Melatonin: Know the risks and benefits of the sleep supplement
Many people take melatonin to help them sleep -- but, for some, the supplement can make the morning struggle even worse.
Melatonin is called the “hormone of darkness,” because our bodies produce it naturally at bedtime. But supplements that contain extra melatonin come with risks.
Taking more than what your body produces can cause you to be sleepy and mentally or physically slow the next day.
“You should never take a dose of melatonin that’s more than 10 mg,” said Lauren Friedman, a health editor with Consumer Reports. “And you should actually consider starting, if you want to try melatonin, at only about 0.2 to 0.5 mg.”

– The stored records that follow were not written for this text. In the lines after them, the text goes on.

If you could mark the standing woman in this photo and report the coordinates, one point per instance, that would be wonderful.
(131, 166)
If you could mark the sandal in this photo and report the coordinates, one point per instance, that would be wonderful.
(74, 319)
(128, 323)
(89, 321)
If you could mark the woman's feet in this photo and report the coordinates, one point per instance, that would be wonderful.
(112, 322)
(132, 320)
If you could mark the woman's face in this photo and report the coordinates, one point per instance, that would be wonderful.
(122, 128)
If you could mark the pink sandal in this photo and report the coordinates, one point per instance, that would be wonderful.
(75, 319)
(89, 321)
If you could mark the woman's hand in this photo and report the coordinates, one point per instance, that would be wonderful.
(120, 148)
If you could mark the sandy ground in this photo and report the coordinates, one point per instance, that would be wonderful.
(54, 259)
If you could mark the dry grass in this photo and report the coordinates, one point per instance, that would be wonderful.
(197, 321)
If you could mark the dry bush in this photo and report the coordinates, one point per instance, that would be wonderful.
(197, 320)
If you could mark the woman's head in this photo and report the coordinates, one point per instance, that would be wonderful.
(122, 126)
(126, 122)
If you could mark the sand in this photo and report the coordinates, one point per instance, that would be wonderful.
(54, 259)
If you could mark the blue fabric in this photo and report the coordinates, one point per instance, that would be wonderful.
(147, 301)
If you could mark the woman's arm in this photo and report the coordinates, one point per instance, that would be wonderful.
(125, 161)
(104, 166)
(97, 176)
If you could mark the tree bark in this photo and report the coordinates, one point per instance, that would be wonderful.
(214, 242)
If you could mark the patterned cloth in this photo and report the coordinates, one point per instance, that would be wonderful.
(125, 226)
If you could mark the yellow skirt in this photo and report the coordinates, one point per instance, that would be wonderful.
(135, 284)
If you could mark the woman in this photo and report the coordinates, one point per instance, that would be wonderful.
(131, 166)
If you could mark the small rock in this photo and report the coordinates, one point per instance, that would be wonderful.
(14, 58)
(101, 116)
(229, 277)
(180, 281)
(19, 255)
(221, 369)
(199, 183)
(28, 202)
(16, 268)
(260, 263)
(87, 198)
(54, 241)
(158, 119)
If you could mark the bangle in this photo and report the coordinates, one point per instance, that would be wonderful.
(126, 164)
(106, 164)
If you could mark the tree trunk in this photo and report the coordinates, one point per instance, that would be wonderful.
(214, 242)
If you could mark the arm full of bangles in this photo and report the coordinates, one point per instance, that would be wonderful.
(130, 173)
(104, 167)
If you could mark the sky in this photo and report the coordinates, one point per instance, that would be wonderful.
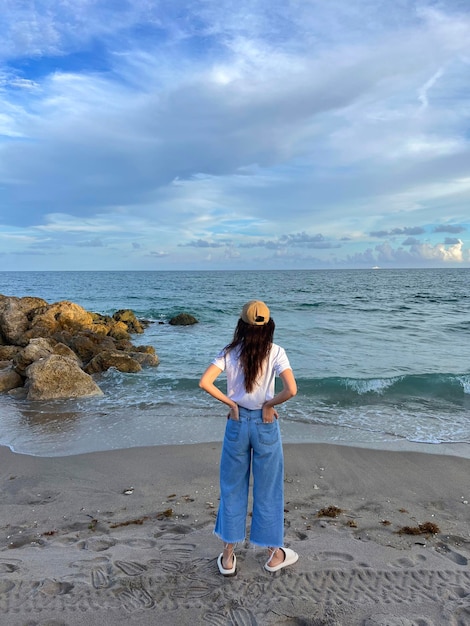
(234, 134)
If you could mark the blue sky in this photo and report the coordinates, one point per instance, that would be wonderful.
(218, 134)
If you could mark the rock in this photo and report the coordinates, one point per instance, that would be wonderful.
(7, 353)
(61, 316)
(183, 319)
(120, 360)
(128, 317)
(40, 348)
(54, 344)
(15, 314)
(86, 344)
(58, 376)
(9, 379)
(119, 331)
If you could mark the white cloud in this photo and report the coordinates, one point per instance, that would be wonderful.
(230, 118)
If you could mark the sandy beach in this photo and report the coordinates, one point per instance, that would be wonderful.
(125, 537)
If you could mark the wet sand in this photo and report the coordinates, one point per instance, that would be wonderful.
(125, 537)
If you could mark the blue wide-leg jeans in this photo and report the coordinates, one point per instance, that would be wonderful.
(250, 445)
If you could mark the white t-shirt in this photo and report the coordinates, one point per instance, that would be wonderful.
(276, 363)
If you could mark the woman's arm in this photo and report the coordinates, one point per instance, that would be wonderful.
(289, 390)
(207, 383)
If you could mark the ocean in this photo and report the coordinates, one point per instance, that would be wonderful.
(381, 357)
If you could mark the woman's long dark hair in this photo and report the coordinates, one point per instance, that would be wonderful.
(254, 343)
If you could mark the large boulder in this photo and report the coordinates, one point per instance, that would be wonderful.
(58, 376)
(9, 379)
(61, 316)
(15, 316)
(86, 344)
(40, 348)
(127, 316)
(7, 353)
(56, 347)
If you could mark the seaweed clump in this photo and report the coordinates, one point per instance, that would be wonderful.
(329, 511)
(427, 528)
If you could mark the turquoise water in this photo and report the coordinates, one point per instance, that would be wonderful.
(380, 356)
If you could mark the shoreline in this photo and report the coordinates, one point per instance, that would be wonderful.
(126, 535)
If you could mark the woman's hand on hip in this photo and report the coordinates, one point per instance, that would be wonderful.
(233, 413)
(269, 414)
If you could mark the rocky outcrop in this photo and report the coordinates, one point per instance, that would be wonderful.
(59, 377)
(52, 349)
(9, 379)
(183, 319)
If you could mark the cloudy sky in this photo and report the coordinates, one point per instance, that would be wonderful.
(218, 134)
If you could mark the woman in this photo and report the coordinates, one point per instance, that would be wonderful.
(252, 439)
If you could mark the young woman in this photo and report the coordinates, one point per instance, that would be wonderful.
(252, 441)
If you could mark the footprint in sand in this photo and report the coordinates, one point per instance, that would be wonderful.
(131, 568)
(7, 567)
(407, 562)
(342, 557)
(54, 588)
(452, 555)
(395, 620)
(461, 617)
(139, 543)
(97, 544)
(135, 598)
(237, 617)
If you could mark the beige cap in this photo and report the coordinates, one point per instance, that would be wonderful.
(255, 313)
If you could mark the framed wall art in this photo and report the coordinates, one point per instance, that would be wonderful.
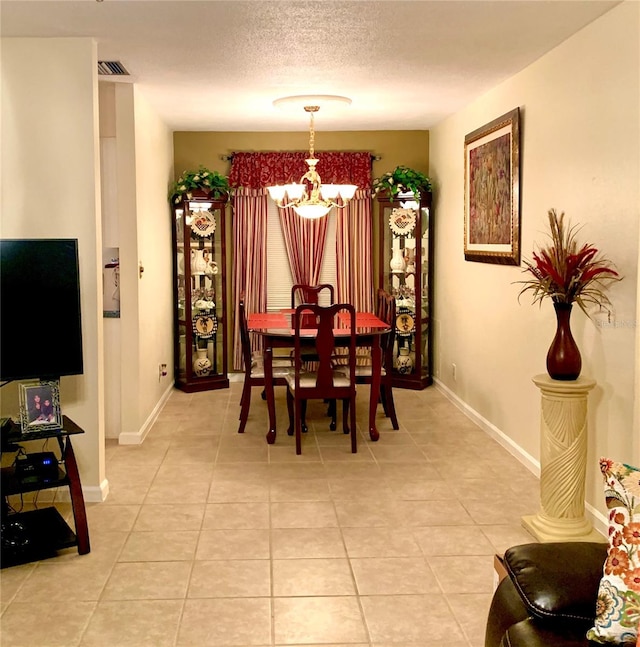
(40, 405)
(492, 191)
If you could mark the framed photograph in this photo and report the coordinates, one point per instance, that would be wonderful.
(492, 192)
(40, 406)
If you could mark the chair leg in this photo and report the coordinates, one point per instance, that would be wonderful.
(345, 416)
(298, 425)
(303, 417)
(290, 412)
(245, 403)
(391, 407)
(332, 412)
(354, 441)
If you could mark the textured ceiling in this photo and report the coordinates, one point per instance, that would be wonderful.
(218, 65)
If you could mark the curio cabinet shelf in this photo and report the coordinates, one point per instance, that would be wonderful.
(200, 294)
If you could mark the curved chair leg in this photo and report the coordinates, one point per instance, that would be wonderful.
(331, 411)
(391, 407)
(303, 417)
(298, 425)
(245, 403)
(354, 441)
(345, 415)
(290, 412)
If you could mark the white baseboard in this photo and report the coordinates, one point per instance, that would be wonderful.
(137, 437)
(599, 521)
(91, 494)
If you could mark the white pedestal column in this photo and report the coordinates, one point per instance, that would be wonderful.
(563, 461)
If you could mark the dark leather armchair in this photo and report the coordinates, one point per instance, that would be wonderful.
(549, 597)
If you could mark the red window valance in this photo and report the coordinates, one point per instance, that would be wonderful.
(258, 170)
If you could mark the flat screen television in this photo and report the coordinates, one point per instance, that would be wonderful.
(40, 323)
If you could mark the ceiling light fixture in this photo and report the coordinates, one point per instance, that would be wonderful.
(310, 198)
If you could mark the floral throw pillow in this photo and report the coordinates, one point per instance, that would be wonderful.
(618, 606)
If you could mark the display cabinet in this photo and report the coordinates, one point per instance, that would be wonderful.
(200, 294)
(406, 271)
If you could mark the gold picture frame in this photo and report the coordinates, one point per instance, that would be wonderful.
(492, 191)
(40, 405)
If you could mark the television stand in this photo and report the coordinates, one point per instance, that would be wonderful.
(39, 534)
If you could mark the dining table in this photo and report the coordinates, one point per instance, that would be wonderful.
(276, 331)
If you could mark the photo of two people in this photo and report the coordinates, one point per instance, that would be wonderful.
(40, 405)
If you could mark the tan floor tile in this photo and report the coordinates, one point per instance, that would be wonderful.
(471, 611)
(159, 546)
(453, 540)
(112, 517)
(292, 543)
(406, 619)
(343, 453)
(308, 577)
(361, 489)
(148, 581)
(318, 619)
(311, 514)
(393, 575)
(59, 624)
(301, 489)
(219, 516)
(161, 517)
(232, 621)
(504, 536)
(432, 513)
(230, 578)
(233, 544)
(236, 490)
(178, 492)
(463, 574)
(365, 514)
(380, 542)
(82, 581)
(143, 623)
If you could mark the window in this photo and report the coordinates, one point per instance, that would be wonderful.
(279, 280)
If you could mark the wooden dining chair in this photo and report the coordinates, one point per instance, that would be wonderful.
(324, 382)
(301, 293)
(385, 310)
(254, 368)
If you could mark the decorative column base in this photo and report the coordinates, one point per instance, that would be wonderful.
(563, 456)
(546, 529)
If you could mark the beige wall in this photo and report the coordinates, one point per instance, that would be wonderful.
(397, 147)
(50, 188)
(154, 321)
(579, 153)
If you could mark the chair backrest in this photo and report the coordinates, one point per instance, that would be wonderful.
(301, 293)
(245, 341)
(321, 340)
(386, 310)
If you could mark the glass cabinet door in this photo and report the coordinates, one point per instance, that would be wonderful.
(405, 271)
(200, 361)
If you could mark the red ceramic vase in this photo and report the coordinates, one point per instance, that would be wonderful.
(563, 359)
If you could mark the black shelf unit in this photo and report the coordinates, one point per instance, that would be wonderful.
(40, 533)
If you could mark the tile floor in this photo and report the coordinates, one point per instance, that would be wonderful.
(211, 538)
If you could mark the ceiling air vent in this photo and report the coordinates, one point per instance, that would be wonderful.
(112, 68)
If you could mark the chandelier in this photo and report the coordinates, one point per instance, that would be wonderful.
(310, 198)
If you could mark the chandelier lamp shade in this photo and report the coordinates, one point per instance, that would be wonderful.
(310, 198)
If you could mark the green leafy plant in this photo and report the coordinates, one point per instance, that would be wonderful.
(203, 179)
(402, 180)
(567, 272)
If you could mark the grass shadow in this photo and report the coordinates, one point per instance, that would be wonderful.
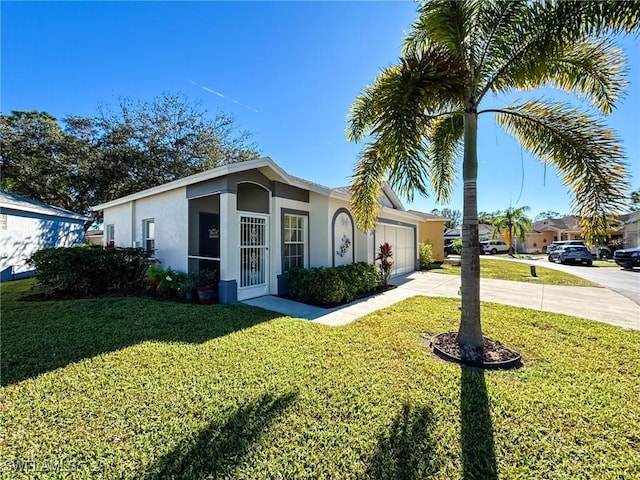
(219, 448)
(478, 451)
(407, 450)
(38, 337)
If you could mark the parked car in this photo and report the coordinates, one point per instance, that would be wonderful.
(627, 258)
(493, 247)
(600, 251)
(571, 254)
(450, 249)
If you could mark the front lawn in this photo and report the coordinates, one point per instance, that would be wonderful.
(519, 272)
(137, 388)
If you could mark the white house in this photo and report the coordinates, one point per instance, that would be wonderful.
(27, 226)
(251, 221)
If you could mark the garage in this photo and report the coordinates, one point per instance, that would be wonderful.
(403, 243)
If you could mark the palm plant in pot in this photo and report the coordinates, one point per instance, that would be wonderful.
(205, 285)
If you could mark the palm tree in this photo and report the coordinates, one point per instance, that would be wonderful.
(418, 116)
(514, 222)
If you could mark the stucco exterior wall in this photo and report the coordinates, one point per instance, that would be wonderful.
(432, 232)
(170, 213)
(26, 233)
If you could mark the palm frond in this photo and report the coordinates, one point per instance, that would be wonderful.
(366, 187)
(361, 115)
(542, 39)
(444, 149)
(599, 17)
(444, 23)
(587, 155)
(593, 69)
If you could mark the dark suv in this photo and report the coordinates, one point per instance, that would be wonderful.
(627, 258)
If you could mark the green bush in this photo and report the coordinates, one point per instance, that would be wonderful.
(89, 270)
(426, 255)
(457, 246)
(331, 285)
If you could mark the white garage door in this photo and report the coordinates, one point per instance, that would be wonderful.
(402, 241)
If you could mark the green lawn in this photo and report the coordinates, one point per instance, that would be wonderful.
(520, 272)
(137, 388)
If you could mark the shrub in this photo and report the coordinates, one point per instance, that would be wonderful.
(385, 253)
(457, 246)
(426, 255)
(331, 285)
(90, 270)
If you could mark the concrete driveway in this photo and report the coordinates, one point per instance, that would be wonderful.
(624, 282)
(594, 303)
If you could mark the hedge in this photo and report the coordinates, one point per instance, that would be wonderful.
(86, 270)
(332, 285)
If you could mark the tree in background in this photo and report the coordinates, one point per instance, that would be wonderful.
(635, 201)
(38, 160)
(139, 145)
(512, 223)
(419, 115)
(454, 216)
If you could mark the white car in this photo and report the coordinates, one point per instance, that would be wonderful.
(494, 246)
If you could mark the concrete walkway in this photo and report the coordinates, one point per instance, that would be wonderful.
(593, 303)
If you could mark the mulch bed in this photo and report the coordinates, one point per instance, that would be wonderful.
(370, 293)
(492, 355)
(58, 296)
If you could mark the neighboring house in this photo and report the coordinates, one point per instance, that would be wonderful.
(549, 230)
(95, 237)
(485, 232)
(251, 221)
(431, 231)
(27, 226)
(632, 230)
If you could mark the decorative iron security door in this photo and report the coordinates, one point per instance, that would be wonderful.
(253, 251)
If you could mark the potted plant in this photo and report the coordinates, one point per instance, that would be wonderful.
(154, 275)
(205, 285)
(186, 284)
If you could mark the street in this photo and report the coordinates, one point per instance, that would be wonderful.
(624, 282)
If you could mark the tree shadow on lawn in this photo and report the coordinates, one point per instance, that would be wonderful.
(406, 451)
(219, 448)
(38, 337)
(478, 451)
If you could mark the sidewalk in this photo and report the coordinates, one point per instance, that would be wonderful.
(597, 304)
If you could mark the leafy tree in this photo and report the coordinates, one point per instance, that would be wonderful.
(454, 216)
(512, 223)
(38, 159)
(419, 115)
(138, 145)
(547, 214)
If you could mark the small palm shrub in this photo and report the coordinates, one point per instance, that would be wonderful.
(385, 253)
(426, 255)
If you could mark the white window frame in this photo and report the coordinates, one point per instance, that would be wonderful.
(110, 234)
(149, 239)
(301, 238)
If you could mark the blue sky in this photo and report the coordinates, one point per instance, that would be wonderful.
(287, 71)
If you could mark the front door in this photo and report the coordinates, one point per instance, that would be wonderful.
(254, 256)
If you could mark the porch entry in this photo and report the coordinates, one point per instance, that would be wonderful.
(254, 255)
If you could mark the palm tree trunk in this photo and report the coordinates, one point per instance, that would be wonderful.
(470, 331)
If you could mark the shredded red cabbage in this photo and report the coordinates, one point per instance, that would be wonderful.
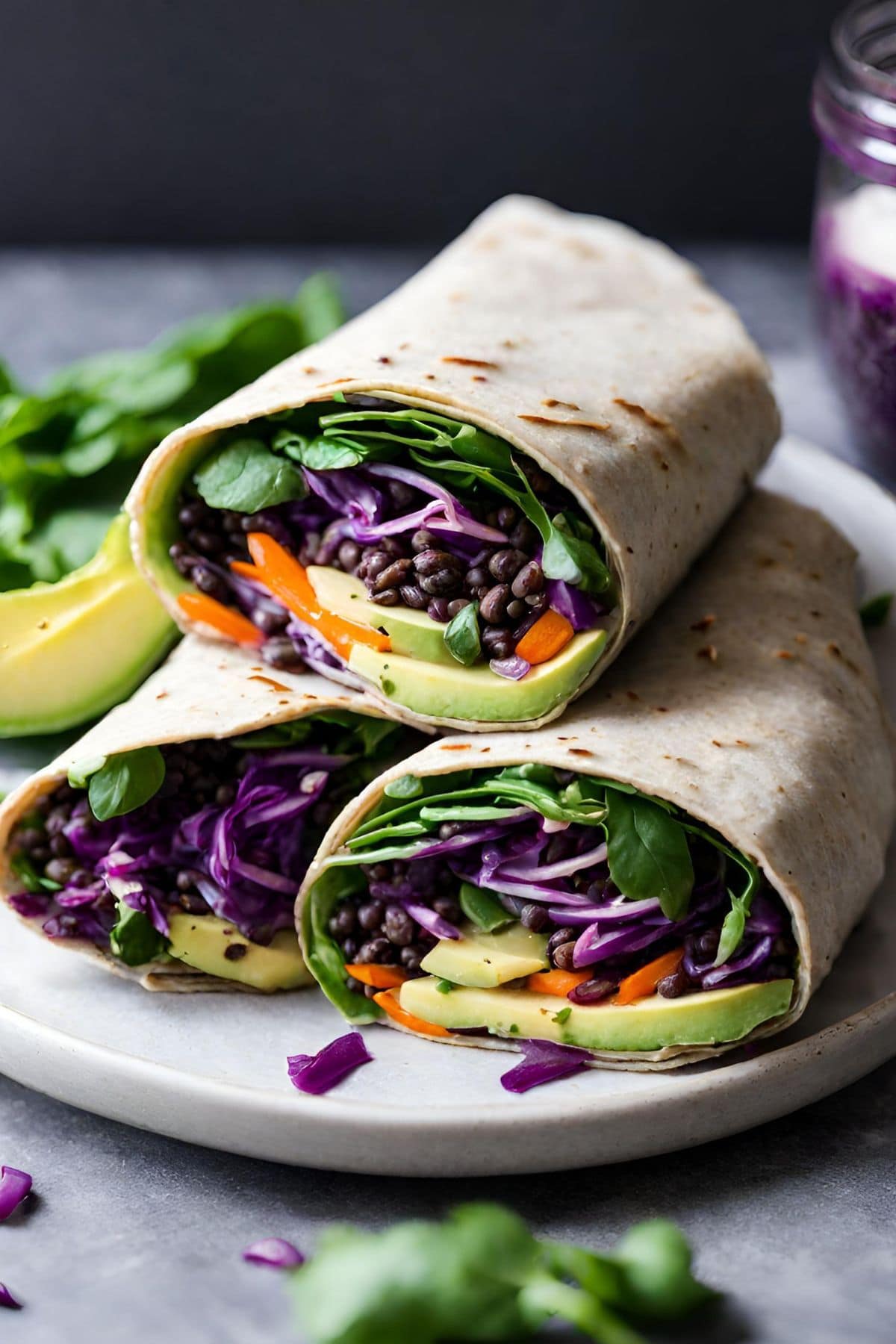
(13, 1187)
(316, 1074)
(8, 1300)
(274, 1251)
(514, 668)
(581, 611)
(544, 1062)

It’s also important to check the labels on the bottles for quality and potency. Logos from Consumer Lab, NSF International, USP or UL provide some peace of mind that a product contains what’s on the label, according to Consumer Reports.
Melatonin can interact with blood pressure and diabetes medications, so be sure you check with your doctor before starting it. Users should also be aware of possible side effects.
“You can’t just assume it’s safe,” Friedman said. “It’s not regulated in the same way as prescription and over-the-counter drugs. Some people report dizziness or nausea, or they say they’re drowsy the next day.”
For that reason, experts say you shouldn’t drive the morning after using melatonin.
After all risks are considered, melatonin can help some people with certain conditions.
“[Melatonin can help] if you’re jet-lagged, if you have to work a night shift or if you’re getting older,” Friedman said. “For people who are 70 or older, your body might not produce enough melatonin on its own.”
Studies showed that using melatonin for three months or less is probably OK, but there’s not enough research to know whether long-term use is safe.